To that end, the camp is also intergenerational. Seasonal freedom fighters such as former Black Panther leader, Ericka Huggins and Ambassador Shabazz, Malcolm X's eldest daughter, attended a camp. "Colin puts love into action," says Huggins. "And 10 right is the infinite camp because they are." person right. "
Ambassador Shabazz reminded campers that the phrase "in any way necessary" – one that her famous father would put – "not about others. It's about yourself. The exercise is the best you do." … in any way necessary. "
T-shirt: Man of God
In conjunction with local actors and organizations, the half-day camps usually start at 7 o'clock when the youth reaches a nutritious breakfast provided by Black-based businesses based in their community, a bid that encourages the Panthers free breakfast program. After their meals, the people in groups move to a discussion on police history, interactive training on practicing someone's legal rights while accessing policing and then on isolated workshops on financial literacy, careers in STEM, holistic health, higher education and t the importance of knowing a person's roots and history.
At the end of the camp at the camp afternoon, all young people attend a reserve – many of whom Kaepernick has filled themselves – with a local community resource guide, a copy of which Biography Malcolm X and AncestryDNA pack. "The DNA pack," says Kaepernick, "is a powerful reminder for the youth that its history began before the United States and it is not under pressure from a slave institution."

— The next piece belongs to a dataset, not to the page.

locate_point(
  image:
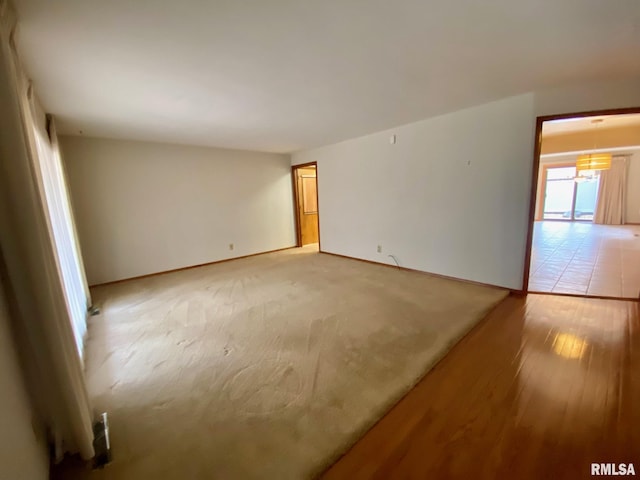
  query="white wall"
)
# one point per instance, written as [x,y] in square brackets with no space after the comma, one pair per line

"It's just the beginning," he says to campers in Baltimore. "Before you leave here today, you need to know that we are together." He pauses for a moment, then takes his fist clenched in the sky. "You want you to believe this with everything you have: Tell me – I'm powerful! I'm powerful!
In the spirit of love and courage, the following freedom fighters transformed their cultural power into demand for free from Black freezes. Together, these 10 people who chose Colin Kaepernick show ten ten principles of Your Your Rights Rights and all encourage them to fight for our freedom … in any way they need.
Artist's Statement by Shawn Theodore: t
The silhouette photographic style is a direct recognition of philosopher Alain Locke, the Harlem Revival “Make”. His intellectual contributions to artists and scholars revived the Black Arts of new pride and praised his dignity in American African culture. His writings influenced the painter Aaron Douglas, who created works in stylized silhouettes, which connected The Motherland's aesthetics to a start-up agency of the "New Negro." These insights into black life and spirituality are at the heart of my pride, processes and practices, and are reflected in this portfolio.